There is a bright full Moon on Tuesday the 7th of April moving into the early hours of Wednesday morning (the brightest this year).

It is also a supermoon and, if you like this sort of thing, it has been named “The Pink Moon”. Don’t expect the Moon to turn pink. It is called the Pink Moon as it, supposedly, heralds the early pink flowers of spring. 

The crescent Moon on Sunday the 26th of April will appear to be close to the planet Venus. Venus should also be in a crescent phase at this time – so a good observation to be made if you have a small telescope to hand, and have a view to the west from your garden. 

Edit: (7th April) Supermoon. Technically the full Moon will be at its brightest in the early hours of Wednesday morning, on the 8th. However, there will be a full moon all night on Tuesday the 7th of April. So the best time to see the supermoon will be on Tuesday evening – going into the early morning hours of Wednesday.  I have amended the article accordingly.  

Image above: Earth Moon, Courtesy of Nasa Images.


The Planets:


Venus is visible all night and is very bright, reaching its maximum brightness for this year on the 28th of April. It will appear close to the crescent Moon on the 26th of April and will be in a crescent phase itself. A nice pairing for small telescopes.   

Mars, Jupiter and Saturn

Mars, Jupiter and Saturn are all early morning objects, hanging low in the sky.
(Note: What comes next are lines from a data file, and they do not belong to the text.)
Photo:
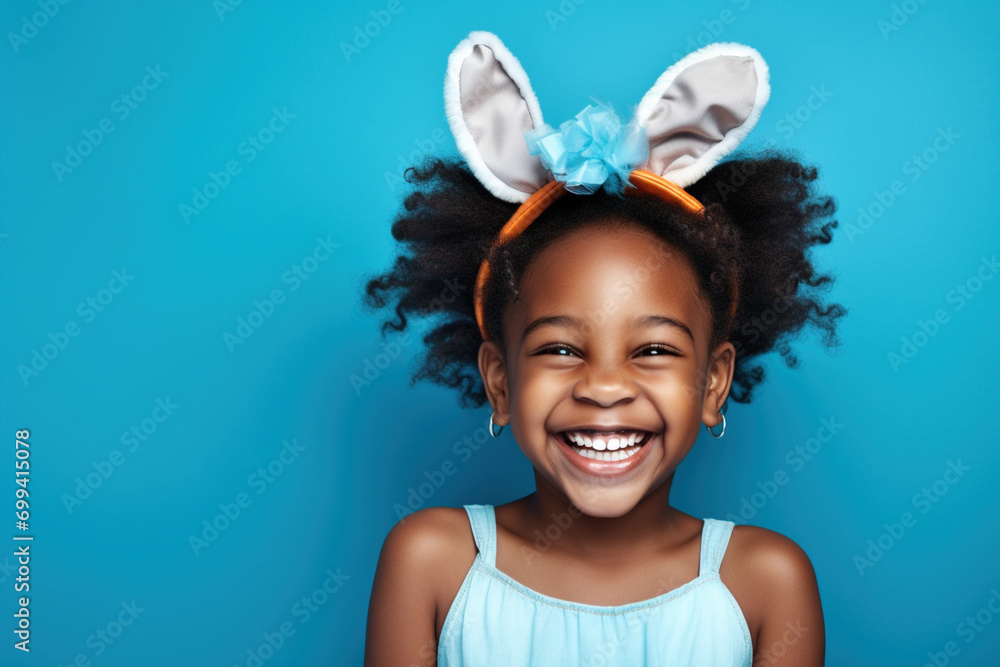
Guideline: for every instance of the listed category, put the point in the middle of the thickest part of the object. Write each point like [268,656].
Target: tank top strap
[484,531]
[714,540]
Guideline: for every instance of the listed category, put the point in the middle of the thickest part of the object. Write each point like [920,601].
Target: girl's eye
[561,350]
[658,351]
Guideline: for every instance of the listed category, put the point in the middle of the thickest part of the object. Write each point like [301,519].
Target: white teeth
[605,443]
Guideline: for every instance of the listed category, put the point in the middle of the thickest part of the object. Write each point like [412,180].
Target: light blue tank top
[495,620]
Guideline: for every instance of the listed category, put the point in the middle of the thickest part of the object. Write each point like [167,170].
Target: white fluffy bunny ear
[701,108]
[490,105]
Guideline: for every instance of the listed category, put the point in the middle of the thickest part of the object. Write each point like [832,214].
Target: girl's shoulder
[773,581]
[431,537]
[429,553]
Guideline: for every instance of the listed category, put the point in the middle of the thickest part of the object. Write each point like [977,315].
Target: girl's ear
[490,105]
[721,367]
[494,373]
[701,108]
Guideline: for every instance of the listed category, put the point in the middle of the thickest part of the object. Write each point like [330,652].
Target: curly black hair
[761,218]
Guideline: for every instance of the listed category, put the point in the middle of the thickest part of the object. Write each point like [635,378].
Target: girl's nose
[604,386]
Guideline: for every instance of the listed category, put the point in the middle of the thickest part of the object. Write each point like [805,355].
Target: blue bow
[591,150]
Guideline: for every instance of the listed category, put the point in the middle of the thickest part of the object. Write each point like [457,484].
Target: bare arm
[792,632]
[401,613]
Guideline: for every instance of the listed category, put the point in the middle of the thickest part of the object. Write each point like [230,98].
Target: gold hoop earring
[721,433]
[492,425]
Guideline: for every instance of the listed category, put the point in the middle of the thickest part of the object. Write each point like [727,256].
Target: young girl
[620,281]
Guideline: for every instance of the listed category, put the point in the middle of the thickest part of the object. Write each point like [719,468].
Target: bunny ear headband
[697,112]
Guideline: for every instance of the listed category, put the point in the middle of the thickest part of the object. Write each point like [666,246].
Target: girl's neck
[651,525]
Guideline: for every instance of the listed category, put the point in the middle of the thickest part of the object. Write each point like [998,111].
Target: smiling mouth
[605,445]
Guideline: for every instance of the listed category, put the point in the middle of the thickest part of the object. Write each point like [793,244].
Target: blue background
[332,173]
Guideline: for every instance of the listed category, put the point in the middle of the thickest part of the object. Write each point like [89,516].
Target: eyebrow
[569,321]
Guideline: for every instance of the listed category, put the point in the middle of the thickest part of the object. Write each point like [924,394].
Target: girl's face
[608,376]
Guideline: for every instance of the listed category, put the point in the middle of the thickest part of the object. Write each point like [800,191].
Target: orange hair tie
[645,182]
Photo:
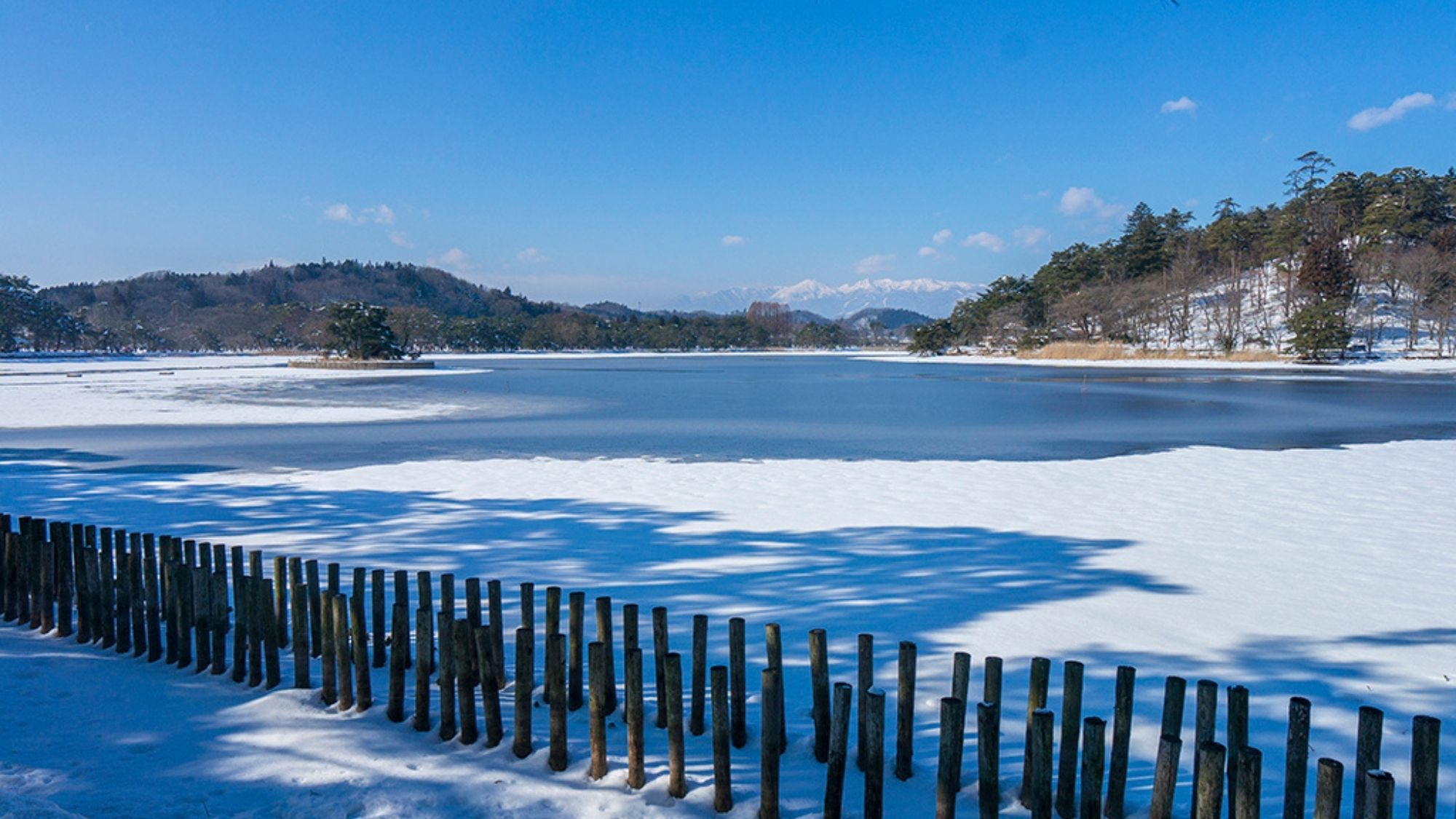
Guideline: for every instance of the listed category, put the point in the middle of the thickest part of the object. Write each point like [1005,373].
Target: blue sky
[641,151]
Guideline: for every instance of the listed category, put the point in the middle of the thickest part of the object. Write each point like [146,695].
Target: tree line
[1349,258]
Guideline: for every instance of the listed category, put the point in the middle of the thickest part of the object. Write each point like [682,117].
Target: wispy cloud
[1029,235]
[1083,202]
[986,241]
[1377,117]
[1182,106]
[879,263]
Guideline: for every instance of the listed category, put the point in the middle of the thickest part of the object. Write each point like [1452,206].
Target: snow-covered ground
[1321,573]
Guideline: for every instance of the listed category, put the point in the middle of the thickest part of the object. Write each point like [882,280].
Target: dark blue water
[742,407]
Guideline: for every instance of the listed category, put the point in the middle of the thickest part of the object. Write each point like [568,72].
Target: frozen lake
[774,407]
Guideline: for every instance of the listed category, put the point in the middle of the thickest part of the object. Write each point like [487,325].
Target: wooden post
[1238,739]
[576,602]
[464,654]
[676,775]
[838,751]
[1380,794]
[723,765]
[876,755]
[1206,720]
[557,685]
[905,710]
[376,586]
[525,685]
[598,708]
[660,663]
[988,758]
[1297,758]
[363,688]
[1209,777]
[1094,748]
[301,638]
[446,668]
[490,694]
[700,694]
[1368,753]
[633,711]
[953,740]
[819,685]
[867,682]
[769,751]
[398,638]
[1040,764]
[344,656]
[609,681]
[311,569]
[1426,739]
[1247,796]
[1330,777]
[1122,736]
[1166,777]
[1072,673]
[737,681]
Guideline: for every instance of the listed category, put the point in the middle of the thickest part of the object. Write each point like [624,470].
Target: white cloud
[1183,106]
[879,263]
[988,241]
[1029,235]
[1078,202]
[1377,117]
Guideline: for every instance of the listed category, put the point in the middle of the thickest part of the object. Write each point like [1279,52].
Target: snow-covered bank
[1288,571]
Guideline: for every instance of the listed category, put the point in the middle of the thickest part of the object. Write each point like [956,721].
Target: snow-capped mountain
[927,296]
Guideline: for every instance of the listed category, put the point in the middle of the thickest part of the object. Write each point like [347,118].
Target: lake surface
[748,407]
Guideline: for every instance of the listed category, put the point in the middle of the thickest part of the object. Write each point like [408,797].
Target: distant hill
[927,296]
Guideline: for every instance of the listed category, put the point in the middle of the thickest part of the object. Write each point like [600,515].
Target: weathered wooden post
[633,711]
[876,755]
[1209,777]
[525,685]
[676,772]
[723,764]
[905,710]
[739,679]
[464,656]
[700,692]
[598,708]
[949,772]
[769,751]
[609,681]
[1166,777]
[988,758]
[867,681]
[1330,777]
[1297,758]
[660,663]
[1368,753]
[557,685]
[819,684]
[343,650]
[576,605]
[1037,687]
[1072,673]
[1094,748]
[1122,736]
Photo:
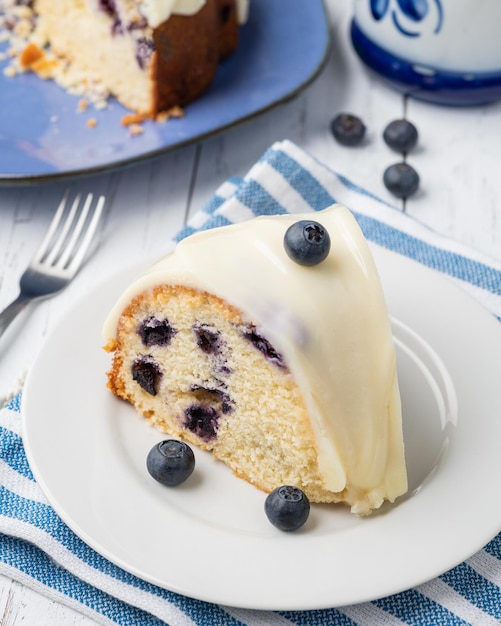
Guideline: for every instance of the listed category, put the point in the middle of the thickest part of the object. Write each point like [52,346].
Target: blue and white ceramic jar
[442,51]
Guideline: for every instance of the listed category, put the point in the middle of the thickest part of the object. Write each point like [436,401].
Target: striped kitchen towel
[39,550]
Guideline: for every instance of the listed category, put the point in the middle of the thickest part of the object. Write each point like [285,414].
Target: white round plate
[209,538]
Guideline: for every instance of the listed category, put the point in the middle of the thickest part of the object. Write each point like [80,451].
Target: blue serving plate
[283,46]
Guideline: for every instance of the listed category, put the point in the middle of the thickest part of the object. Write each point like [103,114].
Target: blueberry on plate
[170,462]
[307,242]
[400,135]
[287,507]
[401,180]
[348,129]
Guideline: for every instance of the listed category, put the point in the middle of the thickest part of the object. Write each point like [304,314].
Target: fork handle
[11,311]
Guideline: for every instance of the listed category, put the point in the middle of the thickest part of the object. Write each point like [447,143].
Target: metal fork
[59,256]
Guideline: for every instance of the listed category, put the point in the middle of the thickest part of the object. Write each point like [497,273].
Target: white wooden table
[458,159]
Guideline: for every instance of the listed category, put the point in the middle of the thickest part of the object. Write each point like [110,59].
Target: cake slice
[285,372]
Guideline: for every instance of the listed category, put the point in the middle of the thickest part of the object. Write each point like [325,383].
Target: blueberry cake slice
[151,54]
[282,366]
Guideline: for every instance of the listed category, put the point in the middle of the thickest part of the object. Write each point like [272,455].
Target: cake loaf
[151,55]
[286,372]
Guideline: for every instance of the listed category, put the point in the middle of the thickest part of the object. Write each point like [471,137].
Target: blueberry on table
[170,462]
[400,135]
[348,129]
[307,242]
[401,180]
[287,507]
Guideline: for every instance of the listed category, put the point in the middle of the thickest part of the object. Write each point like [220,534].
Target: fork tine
[63,233]
[89,234]
[70,245]
[54,225]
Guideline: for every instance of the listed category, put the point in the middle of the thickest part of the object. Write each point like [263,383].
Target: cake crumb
[175,111]
[135,129]
[83,105]
[30,56]
[132,118]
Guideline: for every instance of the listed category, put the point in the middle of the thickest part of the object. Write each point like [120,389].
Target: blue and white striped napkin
[37,549]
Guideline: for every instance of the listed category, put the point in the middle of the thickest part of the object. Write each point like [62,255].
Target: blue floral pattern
[413,11]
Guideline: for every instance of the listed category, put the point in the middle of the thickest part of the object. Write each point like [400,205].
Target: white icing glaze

Look towards the southeast horizon before dawn to see them. 


International Space Station.

Between now and the 14th of April there are some opportunities to see the space station:  

On Thursday the 2nd of April, at exactly 8.48pm, look towards the western horizon. The ISS will be visible for about 4 minutes.

On Saturday the 4th of April, at exactly 8.50pm, look towards the western horizon. The space station will be visible for around 3 minutes – although it is lower in the sky on this date.

Check Spot the Station for further details and also for sightings after the 14th.